What I mean by that is, when you're in a relationship (this includes a friendship) where both people are showing up, being emotionally available and giving, not only do you not need to keep tabs; it's almost impossible to. Oh, but when what they do is so far and few between that you can count 'em on one hand (give or take a few fingers), that's when you know the scales are off.

That said, there's a woman in my life who has been a taker since the beginning. If she needs something, she has no problem asking (and expecting). But if I need something, it's an inconvenience.

It used to piss me off to no end because 1. it's been years of this and 2. she never thinks she does anything wrong, including her feelings of entitlement. But one day, I said to myself, "While she's going on about her day without a care in the world, I'm over here mad as hell." Who do you think was winning?

Just recently, she did something that was SEL-FISH (like the deal-breaking kind). But for the first time since knowing her, I decided that my sanity was worth more than staying frustrated with her.

She's probably not gonna apologize but I forgive her anyway. My sanity needs me to.

Know That Forgiveness Is a Process.

A man by the name of Cedric Dent presented forgiveness in a very wise way. He said that if he tells someone a secret, they tell others but then come and ask him for forgiveness, and while he's going to forgive them, he's also not going to tell them anything (that he doesn't mind getting out) for a while.

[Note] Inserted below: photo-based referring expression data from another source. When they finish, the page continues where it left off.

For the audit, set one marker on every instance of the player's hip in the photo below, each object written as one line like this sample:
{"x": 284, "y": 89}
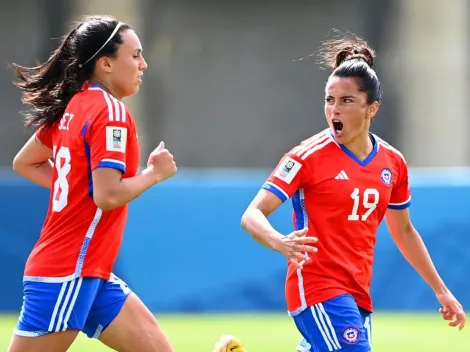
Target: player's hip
{"x": 53, "y": 262}
{"x": 335, "y": 324}
{"x": 301, "y": 294}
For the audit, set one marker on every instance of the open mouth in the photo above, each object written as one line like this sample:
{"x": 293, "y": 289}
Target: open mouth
{"x": 337, "y": 126}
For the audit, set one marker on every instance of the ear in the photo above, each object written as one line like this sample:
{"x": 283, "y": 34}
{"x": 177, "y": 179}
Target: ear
{"x": 372, "y": 110}
{"x": 105, "y": 63}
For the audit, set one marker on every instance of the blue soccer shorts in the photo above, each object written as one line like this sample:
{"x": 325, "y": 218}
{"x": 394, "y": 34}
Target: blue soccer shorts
{"x": 84, "y": 304}
{"x": 336, "y": 324}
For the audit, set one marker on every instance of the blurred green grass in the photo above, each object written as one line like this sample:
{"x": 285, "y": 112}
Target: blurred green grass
{"x": 392, "y": 332}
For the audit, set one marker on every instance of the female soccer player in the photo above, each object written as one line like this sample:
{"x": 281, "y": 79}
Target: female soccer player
{"x": 91, "y": 138}
{"x": 343, "y": 182}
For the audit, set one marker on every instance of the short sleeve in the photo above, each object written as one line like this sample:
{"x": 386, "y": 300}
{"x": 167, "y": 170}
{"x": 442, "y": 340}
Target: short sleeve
{"x": 287, "y": 177}
{"x": 108, "y": 136}
{"x": 45, "y": 136}
{"x": 401, "y": 195}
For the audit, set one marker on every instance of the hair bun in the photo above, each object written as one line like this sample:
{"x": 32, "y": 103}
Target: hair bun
{"x": 345, "y": 46}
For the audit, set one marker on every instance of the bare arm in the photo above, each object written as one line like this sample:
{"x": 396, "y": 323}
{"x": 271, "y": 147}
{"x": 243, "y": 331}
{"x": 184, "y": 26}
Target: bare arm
{"x": 412, "y": 247}
{"x": 32, "y": 162}
{"x": 254, "y": 221}
{"x": 111, "y": 191}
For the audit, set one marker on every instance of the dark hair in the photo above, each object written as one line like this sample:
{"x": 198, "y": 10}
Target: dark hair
{"x": 350, "y": 56}
{"x": 50, "y": 86}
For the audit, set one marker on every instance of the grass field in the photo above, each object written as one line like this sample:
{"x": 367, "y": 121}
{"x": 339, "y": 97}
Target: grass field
{"x": 277, "y": 333}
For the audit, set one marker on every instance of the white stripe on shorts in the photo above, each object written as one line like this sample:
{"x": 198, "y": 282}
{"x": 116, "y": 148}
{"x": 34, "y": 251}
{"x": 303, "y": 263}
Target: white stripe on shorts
{"x": 62, "y": 317}
{"x": 326, "y": 328}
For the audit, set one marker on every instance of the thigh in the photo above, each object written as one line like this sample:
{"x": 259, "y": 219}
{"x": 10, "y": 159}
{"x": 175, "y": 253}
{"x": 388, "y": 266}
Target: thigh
{"x": 121, "y": 321}
{"x": 336, "y": 324}
{"x": 52, "y": 314}
{"x": 54, "y": 342}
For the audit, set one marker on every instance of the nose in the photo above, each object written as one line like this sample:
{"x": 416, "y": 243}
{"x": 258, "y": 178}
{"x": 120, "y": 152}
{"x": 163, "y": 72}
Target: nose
{"x": 143, "y": 64}
{"x": 335, "y": 109}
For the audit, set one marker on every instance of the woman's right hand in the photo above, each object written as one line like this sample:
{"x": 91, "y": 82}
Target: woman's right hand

His motive isn't spiteful or to "punish" the individual. What he said is, "Obviously confidentiality is a weakness for you, so I'm not gonna tempt you to hurt me and our relationship again by giving you more information." What this taught me is forgiveness is a process. Just because I "pardon an offense", that doesn't mean things are supposed to immediately go back to the way things were.

A wound needs time to heal. A scab is only the beginning. Relationships need time to heal. Forgiveness is only the beginning.

Here's the thing, though. If someone is truly remorseful, they will be patient, loving, and careful to not do the same offense during the healing process. If they're not sorry, then it's easier to see the weakness for what it is. And weak people who are too weak to choose to be humble enough to apologize? They are who we should truly feel sorry for.

I promise you, the stronger you get, the more you'll realize that if anyone needs forgiveness, it's them. I forgive you for being so unhealthy that you can't help but be toxic and do toxic things.

Oh, the irony of what forgiving someone who isn't sorry can do for your heart, your life, and your overall perspective on things. Try it. It's worth it.